Histoire de Kitty Bell


Kitty Bell était une jeune femme comme il y en a tant en Angleterre, même dans le peuple. Elle avait le visage tendre, pâle et allongé, la taille élevée et mince, avec de grands pieds et quelque chose d’un peu maladroit et décontenancé que je trouvais plein de charme. A son aspect élégant et noble, à son nez aquilin, à ses grands yeux bleus, vous l’eussiez prise pour une des belles maîtresses de Louis XIV dont vous aimez tant les portraits sur émail, plutôt que pour ce qu’elle était, c’est-à-dire une marchande de gâteaux. Sa petite boutique était située près du Parlement, et quelquefois, en sortant, les membres des deux Chambres descendaient de cheval à sa porte, et venaient manger des buns et des mince-pies en continuant la discussion sur le Bill. C’était devenu une sorte d’habitude, par laquelle la boutique s’agrandissait chaque année, et prospérait sous la garde des deux petits enfants de Kitty. Ils avaient huit ans et dix ans, le visage frais et rose, les cheveux blonds, les épaules toutes nues et un grand tablier blanc devant eux et sur le dos, tombant comme une chasuble.

Le mari de Kitty, master Bell, était un des meilleurs selliers de Londres, et si zélé pour son état, pour la confection et le perfectionnement de ses brides et de ses étriers, qu’il ne mettait presque jamais le pied à la boutique de sa jolie femme dans la journée. Elle était sérieuse et sage ; il le savait, il y comptait et, je crus, en vérité, qu’il n’était pas trompé.

En voyant Kitty, vous eussiez dit la statue de la Paix. L’ordre et le repos respiraient en elle, et tous ses gestes en étaient la preuve irrécusable. Elle s’appuyait à son comptoir et penchait sa tête, dans une attitude douce, en regardant ses beaux enfants. Elle croisait les bras, attendait les passants avec la plus angélique patience, et les recevait ensuite en se levant avec respect, répondait juste et seulement le mot qu’il fallait, faisait signe à ses garçons, ployait modestement la monnaie dans du papier pour la rendre, et c’était là toute sa journée, à peu de chose près.

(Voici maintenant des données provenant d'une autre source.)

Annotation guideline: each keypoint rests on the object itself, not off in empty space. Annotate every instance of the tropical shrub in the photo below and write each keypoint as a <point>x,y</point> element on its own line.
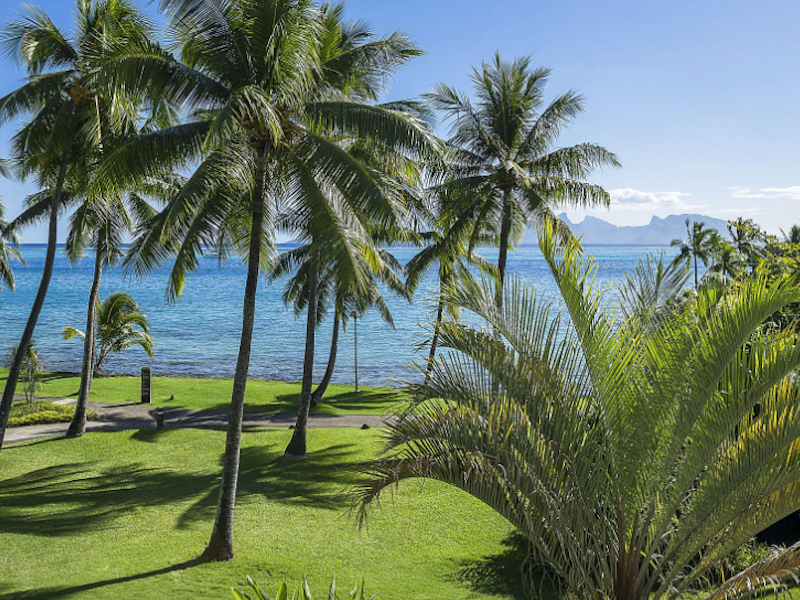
<point>32,370</point>
<point>634,452</point>
<point>120,325</point>
<point>41,412</point>
<point>303,592</point>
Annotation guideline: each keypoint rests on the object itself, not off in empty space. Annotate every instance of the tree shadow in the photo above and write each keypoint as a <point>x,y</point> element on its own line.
<point>380,400</point>
<point>264,472</point>
<point>504,573</point>
<point>60,592</point>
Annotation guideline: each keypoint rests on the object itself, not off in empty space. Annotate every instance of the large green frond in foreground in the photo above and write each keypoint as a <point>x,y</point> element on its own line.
<point>634,448</point>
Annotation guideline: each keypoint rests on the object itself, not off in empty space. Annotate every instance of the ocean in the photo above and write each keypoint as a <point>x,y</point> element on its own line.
<point>199,334</point>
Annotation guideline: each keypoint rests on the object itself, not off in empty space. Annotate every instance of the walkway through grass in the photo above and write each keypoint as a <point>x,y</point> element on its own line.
<point>123,515</point>
<point>215,394</point>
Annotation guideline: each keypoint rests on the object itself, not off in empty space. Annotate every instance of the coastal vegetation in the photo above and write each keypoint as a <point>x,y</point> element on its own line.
<point>629,446</point>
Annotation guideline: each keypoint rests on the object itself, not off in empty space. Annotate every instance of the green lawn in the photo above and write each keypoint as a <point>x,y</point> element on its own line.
<point>215,394</point>
<point>124,515</point>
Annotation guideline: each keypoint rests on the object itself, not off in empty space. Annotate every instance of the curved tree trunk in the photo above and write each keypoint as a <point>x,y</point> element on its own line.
<point>296,450</point>
<point>316,397</point>
<point>78,425</point>
<point>220,545</point>
<point>502,259</point>
<point>36,309</point>
<point>437,328</point>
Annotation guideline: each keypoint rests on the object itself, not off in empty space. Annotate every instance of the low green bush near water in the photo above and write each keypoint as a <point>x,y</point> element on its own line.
<point>43,411</point>
<point>304,593</point>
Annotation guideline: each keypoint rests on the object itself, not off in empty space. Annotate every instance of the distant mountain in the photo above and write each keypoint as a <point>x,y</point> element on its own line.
<point>660,232</point>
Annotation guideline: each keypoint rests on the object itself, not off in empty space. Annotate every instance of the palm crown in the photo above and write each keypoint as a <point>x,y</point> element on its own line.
<point>504,154</point>
<point>633,453</point>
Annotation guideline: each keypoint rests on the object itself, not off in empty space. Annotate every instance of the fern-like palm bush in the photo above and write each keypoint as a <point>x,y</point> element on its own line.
<point>634,453</point>
<point>121,324</point>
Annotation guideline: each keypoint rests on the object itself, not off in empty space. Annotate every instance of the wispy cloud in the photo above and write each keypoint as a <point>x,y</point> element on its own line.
<point>767,193</point>
<point>632,199</point>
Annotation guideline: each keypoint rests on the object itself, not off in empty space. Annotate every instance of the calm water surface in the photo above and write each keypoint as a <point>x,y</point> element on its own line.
<point>199,335</point>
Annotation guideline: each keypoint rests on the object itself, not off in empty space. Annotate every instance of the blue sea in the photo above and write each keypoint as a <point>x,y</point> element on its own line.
<point>199,334</point>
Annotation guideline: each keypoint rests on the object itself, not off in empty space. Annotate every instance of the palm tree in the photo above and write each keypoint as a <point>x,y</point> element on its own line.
<point>793,236</point>
<point>631,457</point>
<point>62,98</point>
<point>505,161</point>
<point>120,325</point>
<point>8,253</point>
<point>726,260</point>
<point>748,239</point>
<point>698,246</point>
<point>267,110</point>
<point>339,286</point>
<point>448,249</point>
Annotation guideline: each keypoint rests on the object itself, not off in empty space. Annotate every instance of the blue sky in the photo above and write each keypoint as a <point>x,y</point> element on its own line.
<point>699,99</point>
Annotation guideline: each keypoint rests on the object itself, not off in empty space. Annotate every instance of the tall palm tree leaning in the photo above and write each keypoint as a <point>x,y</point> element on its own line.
<point>8,252</point>
<point>634,453</point>
<point>697,247</point>
<point>263,105</point>
<point>506,161</point>
<point>61,99</point>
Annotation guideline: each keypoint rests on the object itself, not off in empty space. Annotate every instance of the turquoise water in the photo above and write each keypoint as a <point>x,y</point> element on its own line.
<point>199,335</point>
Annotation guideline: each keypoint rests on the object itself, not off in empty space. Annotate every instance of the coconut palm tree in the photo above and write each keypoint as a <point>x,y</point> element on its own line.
<point>343,288</point>
<point>8,252</point>
<point>631,457</point>
<point>697,247</point>
<point>726,261</point>
<point>121,324</point>
<point>61,97</point>
<point>505,160</point>
<point>748,239</point>
<point>792,236</point>
<point>268,105</point>
<point>450,252</point>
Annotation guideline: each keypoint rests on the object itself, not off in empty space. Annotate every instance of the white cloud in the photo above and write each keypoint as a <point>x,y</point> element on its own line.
<point>791,192</point>
<point>631,198</point>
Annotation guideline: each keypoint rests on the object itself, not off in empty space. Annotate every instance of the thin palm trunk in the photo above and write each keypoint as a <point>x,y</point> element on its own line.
<point>36,309</point>
<point>355,347</point>
<point>78,426</point>
<point>296,449</point>
<point>502,259</point>
<point>316,397</point>
<point>220,545</point>
<point>436,330</point>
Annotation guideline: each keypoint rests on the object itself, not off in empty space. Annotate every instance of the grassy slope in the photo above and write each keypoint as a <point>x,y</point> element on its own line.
<point>122,515</point>
<point>215,394</point>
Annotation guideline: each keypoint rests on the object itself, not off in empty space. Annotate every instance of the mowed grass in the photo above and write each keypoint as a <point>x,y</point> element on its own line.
<point>215,394</point>
<point>125,515</point>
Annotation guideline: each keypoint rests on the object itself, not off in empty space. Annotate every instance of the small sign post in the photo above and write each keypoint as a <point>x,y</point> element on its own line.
<point>146,389</point>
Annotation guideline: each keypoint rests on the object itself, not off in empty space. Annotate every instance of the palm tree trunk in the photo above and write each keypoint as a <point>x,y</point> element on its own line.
<point>296,450</point>
<point>355,347</point>
<point>505,233</point>
<point>436,330</point>
<point>78,425</point>
<point>220,545</point>
<point>36,309</point>
<point>316,397</point>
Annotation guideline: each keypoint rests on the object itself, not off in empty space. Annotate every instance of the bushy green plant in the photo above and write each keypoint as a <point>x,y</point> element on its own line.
<point>303,593</point>
<point>41,412</point>
<point>32,370</point>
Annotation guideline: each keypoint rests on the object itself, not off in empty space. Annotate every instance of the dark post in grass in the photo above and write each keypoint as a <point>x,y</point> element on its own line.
<point>146,389</point>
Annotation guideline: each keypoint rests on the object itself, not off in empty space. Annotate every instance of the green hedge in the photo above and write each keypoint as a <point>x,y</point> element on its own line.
<point>43,411</point>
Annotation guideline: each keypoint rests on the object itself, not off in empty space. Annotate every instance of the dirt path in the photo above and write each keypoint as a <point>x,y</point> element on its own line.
<point>118,417</point>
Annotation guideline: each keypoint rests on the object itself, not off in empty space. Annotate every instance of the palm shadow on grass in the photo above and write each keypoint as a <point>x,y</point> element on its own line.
<point>504,573</point>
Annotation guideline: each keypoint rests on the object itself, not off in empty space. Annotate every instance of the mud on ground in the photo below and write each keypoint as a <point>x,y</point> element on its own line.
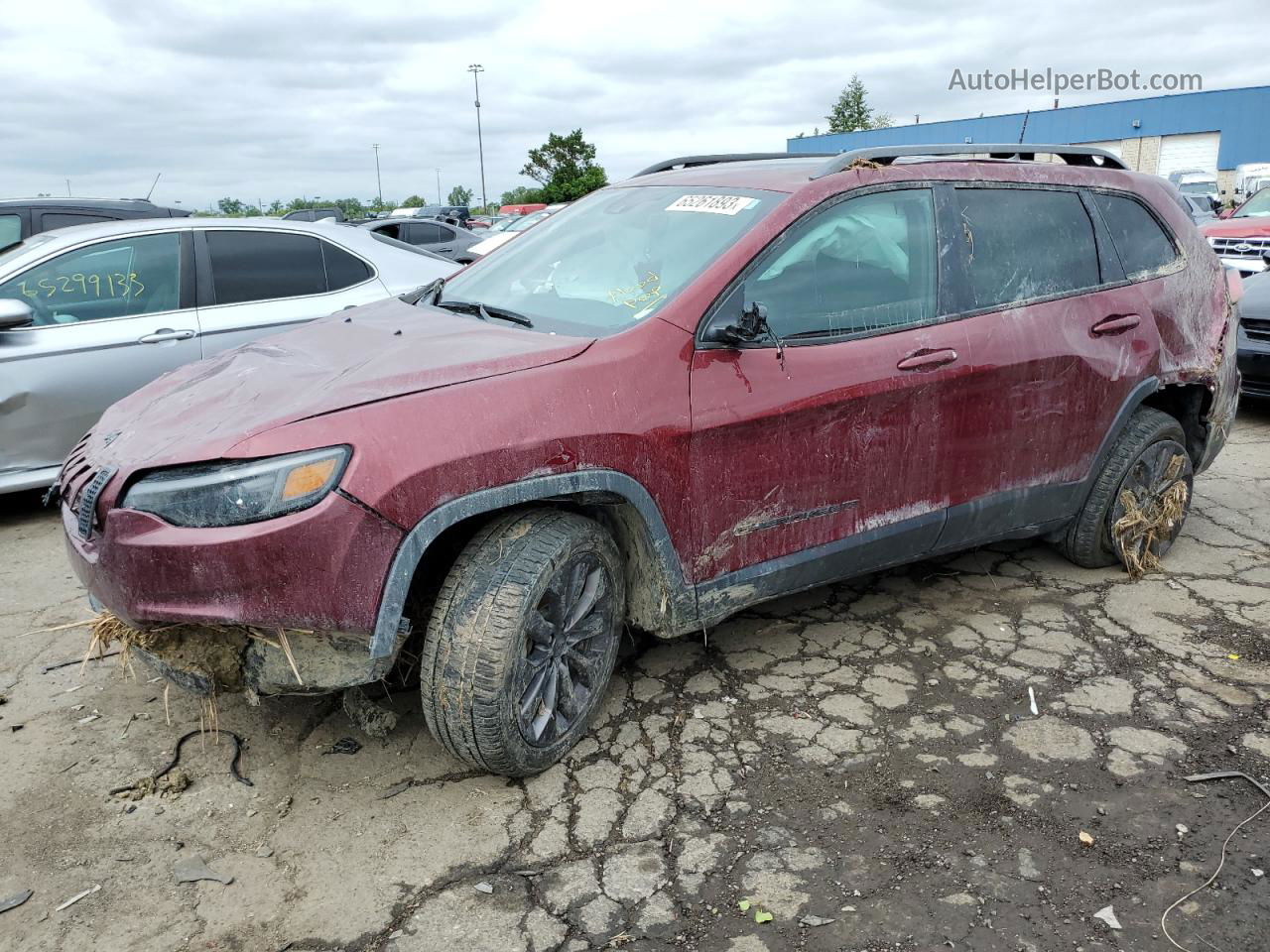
<point>864,753</point>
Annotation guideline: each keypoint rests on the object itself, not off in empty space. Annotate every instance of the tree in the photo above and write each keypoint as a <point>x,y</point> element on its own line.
<point>852,113</point>
<point>566,168</point>
<point>522,194</point>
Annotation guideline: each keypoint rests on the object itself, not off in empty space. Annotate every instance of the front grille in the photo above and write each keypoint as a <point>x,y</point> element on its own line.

J’avais toujours été frappé de la beauté et de la longueur de ses cheveux blonds, d’autant plus qu’en 1770 les femmes anglaises ne mettaient plus sur leur tête qu’un léger nuage de poudre, et qu’en 1770 j’étais assez disposé à admirer les beaux cheveux attachés en large chignon derrière le cou, et détachés en longs repentirs devant le cou. J’avais d’ailleurs une foule de comparaisons agréables au service de cette belle et chaste personne. Je parlais assez ridiculement l’anglais, comme nous faisons d’habitude, et je m’installais devant le comptoir, mangeant ses petits gâteaux et la comparant. Je la comparais à Paméla, ensuite à Clarisse, un instant après à Ophélia, quelques heures plus tard à Miranda. Elle me faisait verser du soda-water et me souriait avec un air de douceur et de prévenance, comme s’attendant toujours à quelque saillie extrêmement gaie de la part du Français ; elle riait même quand j’avais ri. Cela durait une heure ou deux, après quoi elle me disait qu’elle me demandait bien pardon, mais ne comprenait pas l’allemand. N’importe, j’y revenais, sa figure me reposait à voir. Je lui parlais toujours avec la même confiance et elle m’écoutait avec la même résignation. D’ailleurs, ses enfants m’aimaient pour ma canne à la Tronchin, qu’ils sculptaient à coups de couteau ; un beau jonc pourtant !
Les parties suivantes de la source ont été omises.